Aaron Wise is a very healthy 39th in Strokes Gained: Off The Tee this season and that solid driving has helped him up to 52nd in the FedExCup rankings.

Highlights include second place in The Mayakoba Golf Classic, 9th at both Wells Fargo and Memorial and 17th in the US PGA at Kiawah ISland.

Those latter three have all come in his last five starts.

Sprinkled throughout those tournaments are a series of low rounds. He closed Mayakoba with a 63, opened with a pair of 64s in the Honda Classic, started out with a 64 in the Byron Nelson and fired a Friday 65 last time at the Travelers.

This is a player who once fired 62-62 in the first two rounds of the’s Air Capital Classic in 2018, an event he went on to win with 21-under.

Wise went even lower than that to secure his first PGA Tour win. That came in the 2019 Byron Nelson thanks to laps of 65-63-68-65.

This event should absolutely be in his wheelhouse and he showed that on debut in 2016 when a third-round 63 helped him take 16th place.

Like McNealy, that came when he was still an amateur so this tournament holds some special memories.

Talking about his career arc, Wise said at Kiawah Island: “I figured in order to play these tough golf courses, the majors, WGCs, I had to become a better ball striker, and I worked hard on that,

“And in that process I kind of lost my putting and lost my chipping a little bit. That’s been a big focus for me this last year or so, to get that back on track, and now I feel like I’m kind of in the sweet spot where I’m hitting the ball good, I’m chipping great, and my putting is kind of coming back into form.”

The latter is still a little in and out but he was 25th and 26th for SG: Putting in two of his last three starts so there are some positive signs.

Back Wise at 33/1.

It’s amazing when comparing the the SG: Off The Tee and SG: Putting lists how many of the best drivers are way, way down the putting stats so I’ve looked at some more recent data.

Falling into the category of traditionally good driver with decent recent putting stats is Lucas Glover.

The American is again in the top 25% for Off The Tee this season but less typical is the fact that he’s gained strokes with the putter in eight of his last 10 PGA Tour starts.
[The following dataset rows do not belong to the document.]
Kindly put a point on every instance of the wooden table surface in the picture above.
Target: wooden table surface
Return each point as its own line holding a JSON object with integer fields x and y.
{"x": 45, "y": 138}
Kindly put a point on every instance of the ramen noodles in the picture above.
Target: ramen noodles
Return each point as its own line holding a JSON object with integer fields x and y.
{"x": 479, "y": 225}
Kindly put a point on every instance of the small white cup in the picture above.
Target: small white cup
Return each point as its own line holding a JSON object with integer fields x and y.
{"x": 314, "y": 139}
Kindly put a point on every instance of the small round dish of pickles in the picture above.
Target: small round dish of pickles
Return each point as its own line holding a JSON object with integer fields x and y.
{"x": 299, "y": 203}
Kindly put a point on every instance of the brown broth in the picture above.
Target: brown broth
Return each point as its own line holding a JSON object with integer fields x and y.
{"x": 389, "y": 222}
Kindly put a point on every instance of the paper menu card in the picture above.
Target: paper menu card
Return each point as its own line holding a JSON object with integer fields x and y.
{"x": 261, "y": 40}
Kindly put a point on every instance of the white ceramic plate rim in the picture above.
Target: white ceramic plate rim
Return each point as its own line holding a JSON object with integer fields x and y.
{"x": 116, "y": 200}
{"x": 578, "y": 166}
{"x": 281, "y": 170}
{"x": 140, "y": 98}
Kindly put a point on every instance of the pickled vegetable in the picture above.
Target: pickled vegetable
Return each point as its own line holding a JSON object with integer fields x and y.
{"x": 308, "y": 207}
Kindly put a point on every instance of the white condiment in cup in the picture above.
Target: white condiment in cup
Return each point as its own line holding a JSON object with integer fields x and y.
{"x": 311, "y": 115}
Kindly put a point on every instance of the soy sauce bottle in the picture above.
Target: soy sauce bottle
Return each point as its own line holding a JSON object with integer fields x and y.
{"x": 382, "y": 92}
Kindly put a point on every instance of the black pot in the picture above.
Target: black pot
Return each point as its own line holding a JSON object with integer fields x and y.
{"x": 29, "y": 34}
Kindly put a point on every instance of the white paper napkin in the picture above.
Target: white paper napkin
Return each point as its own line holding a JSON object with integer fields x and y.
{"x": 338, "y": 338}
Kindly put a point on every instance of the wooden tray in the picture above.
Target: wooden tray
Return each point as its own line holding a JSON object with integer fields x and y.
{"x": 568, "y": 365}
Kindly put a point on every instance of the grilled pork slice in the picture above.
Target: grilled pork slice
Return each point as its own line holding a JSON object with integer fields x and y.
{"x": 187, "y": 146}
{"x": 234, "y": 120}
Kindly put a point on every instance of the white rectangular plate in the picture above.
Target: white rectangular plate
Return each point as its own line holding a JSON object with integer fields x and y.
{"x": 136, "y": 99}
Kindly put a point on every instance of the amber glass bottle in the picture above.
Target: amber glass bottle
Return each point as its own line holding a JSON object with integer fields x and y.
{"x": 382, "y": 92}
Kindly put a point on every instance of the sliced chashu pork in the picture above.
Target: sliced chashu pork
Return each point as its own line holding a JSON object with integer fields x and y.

That’s helped him string some decent results together and he’s posted fourth in the Texas Open and eighth ta the Charles Schwab Challenge.

He shot middle rounds of 67-65 at Colonial and that course has some strong correlations with this one.

But how has he actually performed at TPC Deere Run? Well, there’s some good news there too.

Glover was tied 10th the last time the event was played (R2 64) in 2019 and also made the top 25 on his previous visit in 2017. He also shot a Friday 62 in 2013.

Speaking several years back, he said: “I’ve got good vibes here. They actually gave me a start here in ’02 right out of college, and I played well for two days. I was kind of just getting my start, so I’ve always had a good vibe here.

“I like the golf course. I mean, you hit every club in the bag and a variety of holes and great risk‑reward holes.

“A lot of the tee shots set up well for me, and any time you’re putting well, you feel pretty good anywhere.”

Put the history, recent course form and decent putting stats together and he’s worth a look at 50/1.